В этот момент та старуха, которую Не-Маркетинг уже приметил в церкви, и которая там тяжело вставала с колен, уставив при этом на него ненавидящий взгляд, вдруг неожиданно размахнулась тряпицей, которая была у нее, – сразу и не было понятно, что это была за тряпица, только через мгновение, уже после того, как она хлестнула ею молодого чрезвычайно нарядно одетого журналиста, Не-Маркетинг вдруг разглядел, что это была и не тряпица вовсе, а авоська – сумка-сеточка, которых, наверное, уже лет двадцать нигде не продавали и которыми никто давно уже не пользовался. Молодой журналист как-то ловко изогнулся всем телом и уклонился в сторону, но все равно сетка задела его лицо.

– Но-но, так и глаз можно повредить! – возмутился журналист.

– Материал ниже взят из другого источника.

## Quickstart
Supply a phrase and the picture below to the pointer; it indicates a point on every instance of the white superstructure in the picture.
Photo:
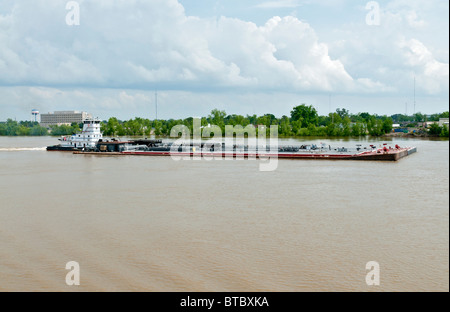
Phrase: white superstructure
(87, 138)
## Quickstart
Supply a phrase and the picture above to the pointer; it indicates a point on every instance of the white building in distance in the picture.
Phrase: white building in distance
(64, 118)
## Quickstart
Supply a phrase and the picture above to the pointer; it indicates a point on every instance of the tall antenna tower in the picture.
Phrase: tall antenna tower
(414, 95)
(156, 104)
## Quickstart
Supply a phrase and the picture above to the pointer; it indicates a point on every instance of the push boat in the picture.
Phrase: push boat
(87, 139)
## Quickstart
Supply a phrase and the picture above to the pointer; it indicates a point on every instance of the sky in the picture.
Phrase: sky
(112, 57)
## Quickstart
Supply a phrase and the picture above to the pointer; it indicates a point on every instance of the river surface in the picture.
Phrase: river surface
(155, 224)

Но тут к нему кинулся один из молодых мужчин, который до этого просто молча стоял напротив него. Молодой мужчина явно намеревался схватить «экстремиста» за кисть, за локоть, вывернуть руку, заломать но чрезвычайно нарядно одетый журналист и в этот раз оказался проворнее и успел отскочить: оттолкнув преграждавшую ему дорогу женщину, так, что она повалилась на стоявших за ней людей, он бросился в сторону, где на паперти сидели нищие, вырвал у одного из них клюку и принялся размахивать ею перед собой:

– Не подходи близко, не подходи!

Маневр этот оказался не лишним, так как молодой мужчина кинулся преследовать журналиста, но увидав в его руках увесистую клюку, спасовал и принужден был остановиться на некотором расстоянии.

В свою очередь, нищий у которого журналист выхватил клюку, принялся истошно вопить о помощи, перемежая свои крики отчаянными ругательствами, однако, с земли так и не встал.

Тем временем старуха что есть силы хлестнула сеткой по лицу Не-Маркетинга. От боли он вскрикнул и попятился.

Гвалт, который начался в храме, перенесся на площадку перед церковью, но только стал еще отчаяннее. Кричали теперь уже все, кому не лень: кто-то просто ругался, кто-то звал милицию, кто-то угрожал богохульникам расправой. Какой-то старичок несколько раз небольно ткнул Не-Маркетинга кулачком в спину. К негодующим верующим присоединились многочисленные нищие, которые сидели на паперти, и теперь были солидарны со своим товарищем, у которого Пенза вырвал из рук его непрезентабельный посох.

Быстро осмотревшись по сторонам, Не-Маркетинг увидел шофера «пазика», который лез в свою кабину, тут знакомый незнакомец дернул Не-Маркетинга за рукав и они вместе поспешили к автобусу. На мгновение Не-Маркетинг обернулся и бросил взгляд на молодого чрезвычайно нарядно одетого журналиста.

Отмахиваясь от медленно подступавшей толпы нищенской клюкой, тот пятился назад. Поймав взгляд Не-Маркетинга, Пенза вдруг прокричал:

– Слушайте, слушайте, что я вам скажу! Слушайте! Что-то недоброе чудится мне во всем этом! Недоброе, потому что слишком много непростого и тайн, недоброе, потому что чудится во всем этом какой-то мрачный заговор, недоброе, потому что едят плоть и пьют кровь человека! Слушайте, это мой окончательный приговор: во всём этом мне чудится нечто очень недоброе!

Прокричав всё это, он неожиданно кинул в наступавших клюку нищего и со всех ног кинулся наутек.

Преследовать его не стали, и меньше, чем через минуту молодой журналист исчез в одном из проходных дворов квартала, что располагался рядом с церковью.

Не-Маркетинг же и знакомый незнакомец заскочили в автобус, который тут же тронулся с места и поехал прочь от церкви.